WRITING FANTASY AND SCIENCE FICTION: HOW TO CREATE OUT-OF-THIS WORLD NOVELS AND SHORT STORIES by Orson Scott Card, Philip Athans, and Jay Lake & the Editors of Writer’s Digest.

Writing Fantasy and Science Fiction

Source: Amazon.com

This is one of those books that I simply couldn’t resist based on the cover and the title.  I try to buy only one book in each genre (in this case, how to: writing), but I simply couldn’t help myself when I saw it.  It covers a lot of material that I already know and/or have in other forms somewhere else, but I”m super interested in transitioning from short form Fantasy and Science Fiction into long form Fantasy and Science Fiction and I’m looking for any tips and techniques that I can find to aid me in my process.  It also has a very comprehensive “reference” section that relates to various historical elements that might be useful to a Fantasy writer, in particular and I just couldn’t resist.  I don’t think it will be as helpful to me as the other book on writing that I bought (see below), but it did have a dragon on the cover.  Note to future authors: if you want to pique my interest, just put a dragon or a spaceship on the cover.

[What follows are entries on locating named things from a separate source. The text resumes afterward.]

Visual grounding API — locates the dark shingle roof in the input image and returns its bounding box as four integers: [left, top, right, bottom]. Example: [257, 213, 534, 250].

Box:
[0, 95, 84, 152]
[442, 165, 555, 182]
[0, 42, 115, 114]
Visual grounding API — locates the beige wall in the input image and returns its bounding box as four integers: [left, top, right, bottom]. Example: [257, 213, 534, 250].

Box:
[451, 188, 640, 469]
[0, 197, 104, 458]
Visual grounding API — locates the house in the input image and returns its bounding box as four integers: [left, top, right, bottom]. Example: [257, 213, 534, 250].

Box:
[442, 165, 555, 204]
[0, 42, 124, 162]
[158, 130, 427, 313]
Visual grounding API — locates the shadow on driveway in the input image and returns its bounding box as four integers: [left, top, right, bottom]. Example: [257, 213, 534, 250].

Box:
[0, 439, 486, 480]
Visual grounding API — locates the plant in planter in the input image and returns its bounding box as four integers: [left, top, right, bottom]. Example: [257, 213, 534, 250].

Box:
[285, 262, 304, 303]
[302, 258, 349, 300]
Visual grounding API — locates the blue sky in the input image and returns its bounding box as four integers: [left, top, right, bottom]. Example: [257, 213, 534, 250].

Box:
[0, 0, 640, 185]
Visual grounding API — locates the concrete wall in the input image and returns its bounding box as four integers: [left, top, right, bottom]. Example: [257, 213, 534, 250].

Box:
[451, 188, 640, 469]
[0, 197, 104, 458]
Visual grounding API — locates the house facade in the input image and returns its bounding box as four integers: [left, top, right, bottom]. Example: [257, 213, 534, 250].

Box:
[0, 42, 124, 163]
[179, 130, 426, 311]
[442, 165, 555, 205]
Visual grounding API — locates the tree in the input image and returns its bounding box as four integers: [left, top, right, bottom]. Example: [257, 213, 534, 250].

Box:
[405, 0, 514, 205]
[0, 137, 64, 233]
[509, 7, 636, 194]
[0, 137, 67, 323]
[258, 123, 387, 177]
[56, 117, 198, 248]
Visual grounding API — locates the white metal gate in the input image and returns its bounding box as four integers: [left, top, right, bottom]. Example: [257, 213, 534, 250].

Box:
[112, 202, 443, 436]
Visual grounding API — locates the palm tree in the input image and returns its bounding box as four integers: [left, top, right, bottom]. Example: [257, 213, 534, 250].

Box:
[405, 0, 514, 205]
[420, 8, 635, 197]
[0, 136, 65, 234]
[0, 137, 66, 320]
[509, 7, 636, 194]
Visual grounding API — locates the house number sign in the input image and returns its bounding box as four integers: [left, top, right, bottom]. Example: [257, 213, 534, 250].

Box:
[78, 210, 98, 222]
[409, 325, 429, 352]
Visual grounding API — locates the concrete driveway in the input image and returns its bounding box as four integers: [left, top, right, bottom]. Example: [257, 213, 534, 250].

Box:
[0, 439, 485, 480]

BLEAK HOUSE by Charles Dickens

bleak houseOkay, so this is one of those books for “school.”  My program has a fairly exhaustive list of famous/important literary works for incoming PhD students to read and take a test on.  Now I’ve already taken (and PASSED! 🙂 ) this exam, but I the idea of a list of important literary works is a “challenge” that I really want to undertake.  So I’ve made it my goal to finish all the books on this list.  I actually downloaded the audio version of this book to listen to on the drive to and from school, but I really do follow the story better when I can read it, rather than listen to it.  So, I decided to buy this copy and read it during my “downtime” between classes, waiting in lines, etc.  I’ve read Dickens before, but not this specific book, so I’ll be interested to see if I like it as I do all of the other Dickens novels that I have read.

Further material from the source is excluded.